JayXon / Leanify

lightweight lossless file minifier/optimizer
MIT License
832 stars 75 forks source link

Leanify removes spaces it shouldn't in .pptx #49

Closed jul059 closed 5 years ago

jul059 commented 5 years ago

Leanify removes spaces it shouldn't in the attached .pptx file. The title looks like this in the original:

image

And gets transformed to this with leanify on default settings:

image

This may be the result of poor formatting in the original document, but it is still a valid .pptx that was created by someone who was not specifically trying to find bugs in leanify.

MMD1019DiaposOligoéléments 2019 (2) - Copie - Copie.pptx

JayXon commented 5 years ago

Thanks for the report, this is an interesting one.

The issue is caused by a few <a:t> </a:t> in slide1.xml being minimized to <a:t/>, this is working as intended from xml perspective because xml:space="preserved" was not specified, so it should be safe to strip whitespaces. If PowerPoint was relying on the spaces for formating, then xml:space="preserved" should be added to the xml.

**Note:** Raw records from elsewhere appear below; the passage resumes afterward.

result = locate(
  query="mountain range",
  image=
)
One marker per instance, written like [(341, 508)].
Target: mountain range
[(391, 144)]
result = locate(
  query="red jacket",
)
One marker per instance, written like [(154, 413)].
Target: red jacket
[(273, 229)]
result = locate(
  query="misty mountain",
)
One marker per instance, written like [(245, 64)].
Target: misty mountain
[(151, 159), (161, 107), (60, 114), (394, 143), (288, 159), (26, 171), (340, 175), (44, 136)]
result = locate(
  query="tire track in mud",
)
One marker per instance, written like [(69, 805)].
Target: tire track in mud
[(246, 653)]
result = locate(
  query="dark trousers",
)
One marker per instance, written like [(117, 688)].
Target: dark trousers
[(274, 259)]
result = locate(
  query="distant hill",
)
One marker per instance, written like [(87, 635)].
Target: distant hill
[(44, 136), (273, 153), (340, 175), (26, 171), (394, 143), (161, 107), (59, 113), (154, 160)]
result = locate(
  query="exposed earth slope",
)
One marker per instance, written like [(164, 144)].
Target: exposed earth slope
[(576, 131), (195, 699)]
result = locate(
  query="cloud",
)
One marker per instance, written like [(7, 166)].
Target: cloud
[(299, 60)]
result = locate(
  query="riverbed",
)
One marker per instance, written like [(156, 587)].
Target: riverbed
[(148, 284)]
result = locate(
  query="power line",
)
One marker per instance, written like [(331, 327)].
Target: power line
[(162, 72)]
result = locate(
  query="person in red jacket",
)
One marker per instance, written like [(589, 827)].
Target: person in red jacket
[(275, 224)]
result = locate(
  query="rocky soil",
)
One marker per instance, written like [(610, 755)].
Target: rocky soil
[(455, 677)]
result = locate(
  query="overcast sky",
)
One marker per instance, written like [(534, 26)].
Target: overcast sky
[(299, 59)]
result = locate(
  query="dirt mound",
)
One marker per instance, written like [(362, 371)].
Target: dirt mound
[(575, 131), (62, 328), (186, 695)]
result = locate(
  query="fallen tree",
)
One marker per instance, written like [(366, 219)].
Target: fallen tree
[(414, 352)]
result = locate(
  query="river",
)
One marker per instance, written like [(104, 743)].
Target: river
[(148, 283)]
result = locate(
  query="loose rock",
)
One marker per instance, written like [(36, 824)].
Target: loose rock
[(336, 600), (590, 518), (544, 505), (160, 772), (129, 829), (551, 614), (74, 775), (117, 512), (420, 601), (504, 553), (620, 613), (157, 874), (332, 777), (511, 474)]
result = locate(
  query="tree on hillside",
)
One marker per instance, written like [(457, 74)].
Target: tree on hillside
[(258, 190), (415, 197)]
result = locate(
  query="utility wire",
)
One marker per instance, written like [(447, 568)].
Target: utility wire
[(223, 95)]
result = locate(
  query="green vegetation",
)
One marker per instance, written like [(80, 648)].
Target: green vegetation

What's weird is that Word documents actually have xml:space="preserved" in their xml, so Leanify can detect it and not strip space in that case (details at #3), maybe Microsoft forgot to do this for PowerPoint? Does anyone know how to file a bug report for PowerPoint?

@jul059 Which PowerPoint version was used to create this document?

I probably can implement some workaround for this in Leanify, but I think this is actually PowerPoint's fault.

jul059 commented 5 years ago

@JayXon the original file was handed to me by a teacher, so I have no idea where it came from. It might have been originally a .ppt file that was later converted to .pptx, or perhaps it was a keynote file that was converted to .pptx since I'm studying in an environment where Apple products are the norm. I have no way of knowing unless there is some hidden information inside the original file that I can look for. Please tell me if there is.

I have used the latest PowerPoint for Windows (Version 1808 build 10730.20334 or 16.0.10730.20334) to create this new, single slide file by deleting every other slides.

You're right that it is probably PowerPoint's fault (or the converter's fault if it was originally in a different format). But since it is properly displayed by PowerPoint, it would seem that it may somehow "know" about it by displaying the spaces. It might therefore be an issue of PowerPoint's xml files not being strict xml files even though there is no mention of this anywhere. We've seen this with the old Internet Explorers where you would have to include a bunch of IE specific hacks to make sure the web page was displayed properly.

In any case, I think a workaround should be implemented even if a bug is fixed in PowerPoint since these faulty files already exist and are functional.